Arquivo

'Avante': O rabequeiro e o guitarrista

Anos depois de ter abandonado o rock, Siba volta ao estilo em que se iniciou musicalmente e elabora um de seus álbuns mais pessoais

TEXTO Gabriela Alcântara

01 de Janeiro de 2012

Siba

Siba

Foto Divulgação/CIA da Foto

Os riffs de guitarra começam baixos, como se preparassem o ouvinte. E não é por menos: cinco anos após o lançamento de seu último álbum, ainda com a banda Fuloresta, o pernambucano Siba Veloso volta à guitarra e abre a safra de 2012 com o esperado Avante. Produzido por um dos melhores guitarristas do país, o cearense Fernando Catatau, e com a ajuda dos músicos Léo Gervázio (tuba), Samuca Fraga (bateria) e Antônio Loureiro (vibrafone e teclados), o disco é um presente tanto para o músico quanto para o seu público.
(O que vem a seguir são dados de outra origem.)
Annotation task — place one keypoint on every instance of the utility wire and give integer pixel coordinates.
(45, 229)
Depois de quase 20 anos com seu nome vinculado à tradição da música nordestina, graças às influências do coco, forró e maracatu nos grupos Mestre Ambrósio e Fuloresta do Samba – e ainda projetos como o disco Violas de bronze, com Roberto Corrêa –, Siba volta ao instrumento que o iniciou na música, numa transição que ainda apresenta traços de seu trabalho anterior, no qual tocava rabeca. O preparo, no entanto, foi longo: o processo de composição e gravação foi como uma terapia, segundo o músico, “demorada e conflituosa”. Enquanto voltava à guitarra, Siba contou com a ajuda de Catatau, que, além de produtor, foi também um dos grandes inspiradores do disco, sendo o Método tufo de experiências – da Cidadão Instigado – um dos pontos de partida para Avante.

Não só a melodia, um pouco mais elétrica, tornou-se terapêutica. As canções possuem um tom confessional e parecem contar a história de uma caminhada de descoberta do homem e do poeta, que amadurece após naufragar nos “balés da tormenta”. Esse é, possivelmente, o trabalho mais autobiográfico de Siba, e o próprio músico confessa que, “nesse disco, a matéria-prima foi muito da minha vida, das coisas que passei. Talvez eu tenha tentado economizar com o psicólogo, não sei”. O resultado são algumas das mais belas poesias do pernambucano, seja em tributo que presta aos cantadores, com bem-realizadas rimas, ou em momentos de melancolia, como em Qasida, que percorre memórias afetivas, embaladas pela guitarra de Catatau.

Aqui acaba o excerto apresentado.